Muscle Health Research Centre, School of Kinesiology and Health Science, York University, Toronto, ON M3J 1P3, Canada.

出版信息

Proc Natl Acad Sci U S A. 2018 Feb 13;115(7):1576-1581. doi: 10.1073/pnas.1720570115. Epub 2018 Jan 29.

DOI:10.1073/pnas.1720570115
PMID:29378951
原文链接:https://pmc.ncbi.nlm.nih.gov/articles/PMC5816208/
Abstract

Lipocalin-2 (Lcn2), a critical component of the innate immune response which binds siderophores and limits bacterial iron acquisition, can elicit spillover adverse proinflammatory effects.
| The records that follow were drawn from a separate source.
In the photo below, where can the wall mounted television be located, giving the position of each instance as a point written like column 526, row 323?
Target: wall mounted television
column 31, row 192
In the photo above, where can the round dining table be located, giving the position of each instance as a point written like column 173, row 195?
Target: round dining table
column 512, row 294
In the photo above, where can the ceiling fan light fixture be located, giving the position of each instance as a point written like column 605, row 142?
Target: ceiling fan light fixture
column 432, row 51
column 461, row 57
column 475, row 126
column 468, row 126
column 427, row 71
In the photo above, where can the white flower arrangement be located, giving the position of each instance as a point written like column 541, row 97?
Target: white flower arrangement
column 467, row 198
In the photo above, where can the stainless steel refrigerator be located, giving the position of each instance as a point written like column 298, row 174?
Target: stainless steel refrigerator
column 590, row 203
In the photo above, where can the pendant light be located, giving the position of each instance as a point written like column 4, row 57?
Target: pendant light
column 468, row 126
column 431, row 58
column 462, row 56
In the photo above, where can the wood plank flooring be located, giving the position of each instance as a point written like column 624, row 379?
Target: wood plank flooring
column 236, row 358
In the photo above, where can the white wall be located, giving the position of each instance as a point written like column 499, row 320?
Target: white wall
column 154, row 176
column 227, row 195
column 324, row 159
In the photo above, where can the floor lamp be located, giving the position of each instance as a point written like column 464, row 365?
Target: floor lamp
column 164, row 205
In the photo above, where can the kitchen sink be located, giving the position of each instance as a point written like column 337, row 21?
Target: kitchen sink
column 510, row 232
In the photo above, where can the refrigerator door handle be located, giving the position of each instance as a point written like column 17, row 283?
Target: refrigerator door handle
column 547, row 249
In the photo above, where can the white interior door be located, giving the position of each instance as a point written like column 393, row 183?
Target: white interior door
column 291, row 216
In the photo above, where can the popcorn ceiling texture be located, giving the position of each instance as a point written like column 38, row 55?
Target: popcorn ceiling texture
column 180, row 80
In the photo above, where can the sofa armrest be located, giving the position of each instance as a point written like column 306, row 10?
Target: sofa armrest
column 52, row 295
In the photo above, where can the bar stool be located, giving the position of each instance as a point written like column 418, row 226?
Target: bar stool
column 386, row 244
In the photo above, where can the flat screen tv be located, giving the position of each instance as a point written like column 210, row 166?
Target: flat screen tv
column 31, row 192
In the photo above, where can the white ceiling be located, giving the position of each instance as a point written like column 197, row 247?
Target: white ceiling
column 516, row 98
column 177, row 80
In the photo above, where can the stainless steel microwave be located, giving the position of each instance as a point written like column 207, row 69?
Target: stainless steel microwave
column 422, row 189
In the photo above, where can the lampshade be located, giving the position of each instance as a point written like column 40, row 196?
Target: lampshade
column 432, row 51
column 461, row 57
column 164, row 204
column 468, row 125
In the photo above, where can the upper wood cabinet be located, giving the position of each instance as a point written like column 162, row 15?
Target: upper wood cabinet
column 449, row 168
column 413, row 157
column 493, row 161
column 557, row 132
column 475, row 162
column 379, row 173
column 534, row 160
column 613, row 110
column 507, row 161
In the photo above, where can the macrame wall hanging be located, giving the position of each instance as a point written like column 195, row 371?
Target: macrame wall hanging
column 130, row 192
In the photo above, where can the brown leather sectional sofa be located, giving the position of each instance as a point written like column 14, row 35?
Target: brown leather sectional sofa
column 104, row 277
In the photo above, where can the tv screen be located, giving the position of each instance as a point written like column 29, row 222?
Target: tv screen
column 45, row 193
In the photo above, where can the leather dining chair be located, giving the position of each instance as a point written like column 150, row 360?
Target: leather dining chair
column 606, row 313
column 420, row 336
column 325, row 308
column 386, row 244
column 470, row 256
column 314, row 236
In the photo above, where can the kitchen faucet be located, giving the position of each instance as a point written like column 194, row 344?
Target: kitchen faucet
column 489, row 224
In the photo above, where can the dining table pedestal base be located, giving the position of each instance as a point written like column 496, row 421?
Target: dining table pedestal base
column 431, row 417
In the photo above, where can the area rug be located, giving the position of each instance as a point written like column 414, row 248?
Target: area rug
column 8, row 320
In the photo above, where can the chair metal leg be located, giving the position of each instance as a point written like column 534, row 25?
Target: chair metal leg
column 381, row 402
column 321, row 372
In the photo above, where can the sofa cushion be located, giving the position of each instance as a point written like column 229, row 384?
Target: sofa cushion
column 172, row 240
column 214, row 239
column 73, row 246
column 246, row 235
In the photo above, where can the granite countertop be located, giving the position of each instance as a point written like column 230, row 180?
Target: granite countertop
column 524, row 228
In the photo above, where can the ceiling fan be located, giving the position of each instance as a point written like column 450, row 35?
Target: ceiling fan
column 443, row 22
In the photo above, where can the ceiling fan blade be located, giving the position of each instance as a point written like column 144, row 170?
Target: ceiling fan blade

Here we show that holo-Lcn2 (Lcn2-siderophore-iron, 1:3:1) increases mitochondrial reactive oxygen species (ROS) generation and attenuates mitochondrial oxidative phosphorylation in adult rat primary cardiomyocytes in a manner blocked by -acetyl-cysteine or the mitochondria-specific antioxidant SkQ1. We further demonstrate using siderophores 2,3-DHBA (2,3-dihydroxybenzoic acid) and 2,5-DHBA that increased ROS and reduction in oxidative phosphorylation are direct effects of the siderophore component of holo-Lcn2 and not due to apo-Lcn2 alone. Extracellular apo-Lcn2 enhanced the potency of 2,3-DHBA and 2,5-DHBA to increase ROS production and decrease mitochondrial respiratory capacity, whereas intracellular apo-Lcn2 attenuated these effects. These actions of holo-Lcn2 required an intact plasma membrane and were decreased by inhibition of endocytosis. The hearts, but not serum, of Lcn2 knockout (LKO) mice contained lower levels of 2,5-DHBA compared with wild-type hearts. Furthermore, LKO mice were protected from ischemia/reperfusion-induced cardiac mitochondrial dysfunction. Our study identifies the siderophore moiety of holo-Lcn2 as a regulator of cardiomyocyte mitochondrial bioenergetics.

摘要

脂质运载蛋白 2(Lcn2)是先天免疫反应的关键组成部分,可结合铁载体并限制细菌铁的获取,从而引发溢出的促炎副作用。在这里,我们表明全同型 Lcn2(Lcn2-铁载体-铁,1:3:1)以 -乙酰半胱氨酸或线粒体特异性抗氧化剂 SkQ1 阻断的方式增加成年大鼠原代心肌细胞中线粒体活性氧(ROS)的产生并减弱线粒体氧化磷酸化。我们进一步使用铁载体 2,3-DHBA(2,3-二羟基苯甲酸)和 2,5-DHBA 证明,ROS 的增加和氧化磷酸化的减少是全同型 Lcn2 中铁载体部分的直接作用,而不是由于单独的 apo-Lcn2 所致。细胞外 apo-Lcn2 增强了 2,3-DHBA 和 2,5-DHBA 增加 ROS 产生和降低线粒体呼吸能力的效力,而细胞内 apo-Lcn2 减弱了这些作用。全同型 Lcn2 的这些作用需要完整的质膜,并且通过抑制内吞作用而减少。与野生型心脏相比,Lcn2 敲除(LKO)小鼠的心脏而非血清中含有较低水平的 2,5-DHBA。此外,LKO 小鼠免受缺血/再灌注引起的心肌线粒体功能障碍的影响。我们的研究确定了全同型 Lcn2 的铁载体部分作为调节心肌细胞线粒体生物能学的调节剂。